Teori keagenan didasarkan pada asumsi bahwa setiap pihak dalam suatu hubungan kontrak bertindak secara rasional untuk memaksimalkan kepentingannya sendiri. Dalam konteks perusahaan, terdapat dua pihak utama yaitu prinsipal sebagai pemilik atau pemegang saham yang memberikan wewenang kepada agen untuk mengelola aset mereka dan agen sebagai manajer yang dipercaya untuk menjalankan bisnis atas nama pemilik. Dalam suatu perusahaan, pemegang saham menginginkan hasil pengembalian investasi yang tinggi, sedangkan manajer memiliki kepentingan untuk memperoleh hasil atau kompensasi yang tinggi atas kinerja mereka (Bawekes F.Helda, 2018). Masalah yang sering muncul dari hubungan ini disebut dengan agency problem yang terdiri dari dua jenis utama yaitu masalah keagenan (agency problem) dan asimetri informasi. Masalah keagenan terjadi ketika agen tidak bertindak sesuai dengan kepentingan terbaik prinsipal, misalnya mengambil keputusan yang menguntungkan mereka secara pribadi tetapi merugikan prinsipal. Asimetri informasi yang dimana agen memiliki banyak informasi dibandingkan prinsipal dan ini memungkinkan agen untuk bertindak secara oportunis karena pemilik tidak memiliki informasi yang cukup untuk memantau tindakan agen. Karena masing-masing pihak memiliki kepentingan yang berbeda, hal ini dapat menyebabkan kurangnya kesepakatan atau keharmonisan.

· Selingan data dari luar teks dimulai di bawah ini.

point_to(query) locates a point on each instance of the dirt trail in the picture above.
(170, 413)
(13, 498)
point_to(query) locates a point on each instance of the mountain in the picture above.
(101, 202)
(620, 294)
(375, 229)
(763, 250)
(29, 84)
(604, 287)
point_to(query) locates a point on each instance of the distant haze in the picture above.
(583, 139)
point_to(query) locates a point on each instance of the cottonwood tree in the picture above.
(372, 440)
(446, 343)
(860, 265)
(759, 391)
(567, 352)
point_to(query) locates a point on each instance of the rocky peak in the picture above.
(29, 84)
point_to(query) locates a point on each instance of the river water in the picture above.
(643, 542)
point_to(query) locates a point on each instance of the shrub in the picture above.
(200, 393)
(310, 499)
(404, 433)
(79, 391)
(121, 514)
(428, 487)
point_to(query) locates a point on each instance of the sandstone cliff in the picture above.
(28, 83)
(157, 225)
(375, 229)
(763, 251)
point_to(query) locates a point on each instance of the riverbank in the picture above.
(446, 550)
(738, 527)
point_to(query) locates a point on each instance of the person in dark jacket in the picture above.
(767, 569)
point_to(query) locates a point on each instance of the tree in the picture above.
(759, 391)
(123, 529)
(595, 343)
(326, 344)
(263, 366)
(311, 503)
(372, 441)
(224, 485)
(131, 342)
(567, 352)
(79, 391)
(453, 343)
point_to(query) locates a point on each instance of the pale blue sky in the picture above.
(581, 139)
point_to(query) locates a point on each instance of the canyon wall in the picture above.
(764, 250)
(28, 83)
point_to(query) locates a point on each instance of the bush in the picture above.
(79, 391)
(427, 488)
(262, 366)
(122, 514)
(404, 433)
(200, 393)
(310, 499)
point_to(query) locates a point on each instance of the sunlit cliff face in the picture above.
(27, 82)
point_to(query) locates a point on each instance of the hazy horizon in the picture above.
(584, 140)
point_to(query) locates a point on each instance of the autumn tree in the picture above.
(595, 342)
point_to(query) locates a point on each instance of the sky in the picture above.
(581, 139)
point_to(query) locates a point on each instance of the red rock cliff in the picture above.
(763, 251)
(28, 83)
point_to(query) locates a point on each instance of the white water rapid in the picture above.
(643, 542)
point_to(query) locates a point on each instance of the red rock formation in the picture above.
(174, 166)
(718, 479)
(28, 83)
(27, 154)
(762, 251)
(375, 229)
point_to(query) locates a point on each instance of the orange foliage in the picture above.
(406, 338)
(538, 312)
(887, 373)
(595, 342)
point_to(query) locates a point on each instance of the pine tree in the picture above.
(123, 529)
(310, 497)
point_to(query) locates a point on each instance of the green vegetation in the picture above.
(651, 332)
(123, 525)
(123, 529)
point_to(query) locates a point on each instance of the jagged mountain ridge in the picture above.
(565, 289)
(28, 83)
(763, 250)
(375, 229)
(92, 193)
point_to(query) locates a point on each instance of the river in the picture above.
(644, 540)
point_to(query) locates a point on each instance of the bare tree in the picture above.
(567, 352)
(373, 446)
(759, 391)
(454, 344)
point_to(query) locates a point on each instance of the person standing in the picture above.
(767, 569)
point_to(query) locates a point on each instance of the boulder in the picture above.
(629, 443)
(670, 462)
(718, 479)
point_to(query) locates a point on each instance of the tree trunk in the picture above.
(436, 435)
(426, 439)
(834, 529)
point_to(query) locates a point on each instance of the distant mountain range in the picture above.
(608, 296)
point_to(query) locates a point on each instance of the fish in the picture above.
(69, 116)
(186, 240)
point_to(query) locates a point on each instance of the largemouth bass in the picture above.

Beberapa mekanisme yang dapat digunakan untuk mengurangi masalah keagenan antara lain adanya pengawasan (monitoring) yaitu prinsipal dapat memantau kinerja agen melalui laporan keuangan audit eksternal bertujuan untuk membantu mengurangi asimetri informasi antara agen dan prinsipal, adanya pemberian insentif kepada agen seperti bonus, kepemilikan saham, atau opsi saham dapat menyelaraskan kepentingan agen dengan prinsipal, serta adanya kontrak keagenan (agency contract) dengan penggunaan kontrak yang tepat dapat membantu perilaku agen yang tidak sesuai dengan kepentingan prinsipal.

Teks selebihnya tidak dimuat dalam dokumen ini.